Sturdy indications have emerged that Nigeria’s oil and gasoline business could undergo a serious setback this 12 months as some Worldwide Oil Corporations (IOCs) within the nation appear poised to divest their stakes and exit the nation for need of beneficial sector reforms.
S & P World Platts, a supplier of vitality and commodities info headquartered in London, in a latest report disclosed that the much-awaited turnaround within the nation’s oil sector in 2020 regarded inconceivable, contemplating the potential of President Muhammadu Buhari-led financial mannequin to frustrate efforts to lift oil manufacturing within the quick time period and even past.

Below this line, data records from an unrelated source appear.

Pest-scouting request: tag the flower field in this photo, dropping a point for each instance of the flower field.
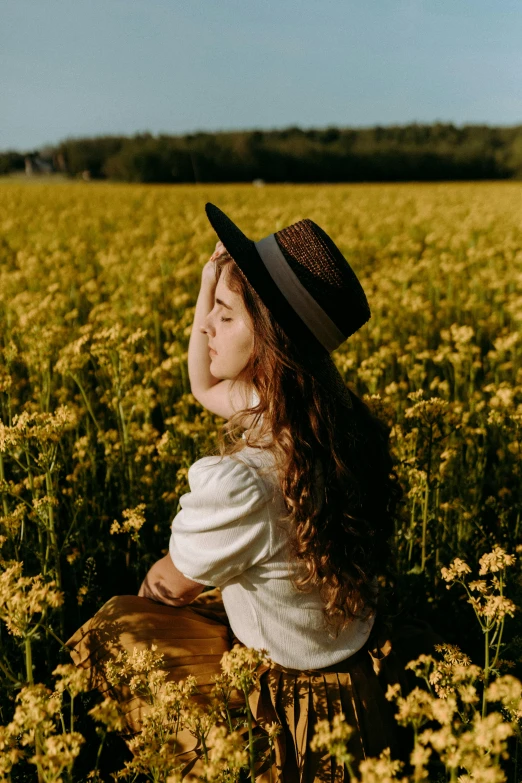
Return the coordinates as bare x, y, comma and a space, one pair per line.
98, 285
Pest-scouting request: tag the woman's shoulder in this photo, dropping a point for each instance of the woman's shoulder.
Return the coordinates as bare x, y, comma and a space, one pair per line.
241, 469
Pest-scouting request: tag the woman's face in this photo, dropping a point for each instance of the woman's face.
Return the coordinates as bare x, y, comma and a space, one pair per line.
230, 333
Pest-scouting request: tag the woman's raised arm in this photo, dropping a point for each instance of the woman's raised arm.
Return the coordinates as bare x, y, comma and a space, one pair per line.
201, 379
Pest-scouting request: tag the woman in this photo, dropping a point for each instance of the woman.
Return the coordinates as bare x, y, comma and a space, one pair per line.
292, 520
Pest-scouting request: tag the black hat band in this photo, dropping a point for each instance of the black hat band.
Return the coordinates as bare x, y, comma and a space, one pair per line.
297, 296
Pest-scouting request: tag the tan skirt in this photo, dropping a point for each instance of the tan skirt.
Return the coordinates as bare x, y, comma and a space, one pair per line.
194, 637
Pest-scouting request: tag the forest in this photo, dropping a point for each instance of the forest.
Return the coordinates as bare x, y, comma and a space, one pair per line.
414, 152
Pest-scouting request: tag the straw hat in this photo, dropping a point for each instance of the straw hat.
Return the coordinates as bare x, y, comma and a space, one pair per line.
309, 287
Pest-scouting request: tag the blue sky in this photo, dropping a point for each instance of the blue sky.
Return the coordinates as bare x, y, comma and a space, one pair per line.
73, 68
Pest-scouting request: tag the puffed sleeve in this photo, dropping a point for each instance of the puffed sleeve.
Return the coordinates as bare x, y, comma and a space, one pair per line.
223, 527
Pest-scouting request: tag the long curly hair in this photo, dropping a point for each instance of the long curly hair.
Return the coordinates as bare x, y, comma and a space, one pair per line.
334, 466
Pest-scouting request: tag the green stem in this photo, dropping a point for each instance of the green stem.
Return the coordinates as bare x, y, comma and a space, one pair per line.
425, 526
95, 771
486, 672
29, 661
250, 737
86, 401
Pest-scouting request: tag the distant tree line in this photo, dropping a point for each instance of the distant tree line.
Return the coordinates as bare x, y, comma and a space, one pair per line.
394, 153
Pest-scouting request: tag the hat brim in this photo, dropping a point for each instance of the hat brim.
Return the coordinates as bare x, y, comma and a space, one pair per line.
244, 252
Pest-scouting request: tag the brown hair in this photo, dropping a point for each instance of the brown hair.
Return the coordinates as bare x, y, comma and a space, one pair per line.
334, 466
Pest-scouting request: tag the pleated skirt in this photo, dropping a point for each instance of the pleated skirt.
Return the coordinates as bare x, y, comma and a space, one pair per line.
193, 638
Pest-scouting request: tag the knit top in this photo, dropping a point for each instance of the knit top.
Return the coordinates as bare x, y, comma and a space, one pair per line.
229, 534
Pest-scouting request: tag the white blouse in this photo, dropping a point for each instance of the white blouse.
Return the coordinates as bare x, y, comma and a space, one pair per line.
229, 534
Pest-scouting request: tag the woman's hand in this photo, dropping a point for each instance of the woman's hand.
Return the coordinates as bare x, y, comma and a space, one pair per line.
208, 273
165, 584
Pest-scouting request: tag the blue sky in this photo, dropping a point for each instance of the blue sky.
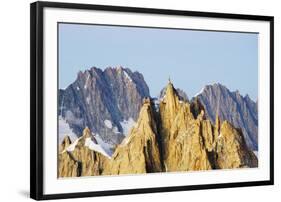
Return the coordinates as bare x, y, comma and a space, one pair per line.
191, 58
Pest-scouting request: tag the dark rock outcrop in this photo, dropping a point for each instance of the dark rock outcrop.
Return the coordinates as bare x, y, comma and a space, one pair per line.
102, 100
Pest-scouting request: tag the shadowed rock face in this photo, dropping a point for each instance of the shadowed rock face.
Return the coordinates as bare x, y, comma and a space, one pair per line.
176, 137
240, 111
101, 100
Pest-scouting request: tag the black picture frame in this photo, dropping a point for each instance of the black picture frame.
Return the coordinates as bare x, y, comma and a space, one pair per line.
37, 99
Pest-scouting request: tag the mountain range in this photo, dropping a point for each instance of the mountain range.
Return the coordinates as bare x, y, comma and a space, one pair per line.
174, 135
109, 104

Mr Buhari had final November taken a drastic measure to extend taxes on corporations working within the nation’s deepwater blocks, a gesture geared toward amassing larger income for the federal government, although the transfer has the far-reaching implication of laying aside Worldwide Oil Corporations (IOCs) from Nigeria and consequently impeding output development.
In accordance with the present construction, international oil companies account for over 70% of funding within the oil and gasoline sector in Nigeria, itself Africa’s largest oil producer.
In the identical month President Buhari hiked the taxes, California-based international oil big, Chevron kick-started a divestment course of that will unload its 40% stake in two Nigerian shallow water leases, a transfer that put additional pressure on the delicate 116-year previous relationship between the agency and the nation.
Typically final April, Exxon Mobil Corp held talks with potential native buyers in a bid to promote its funding in Nigerian oil and gasoline fields price about $three billion.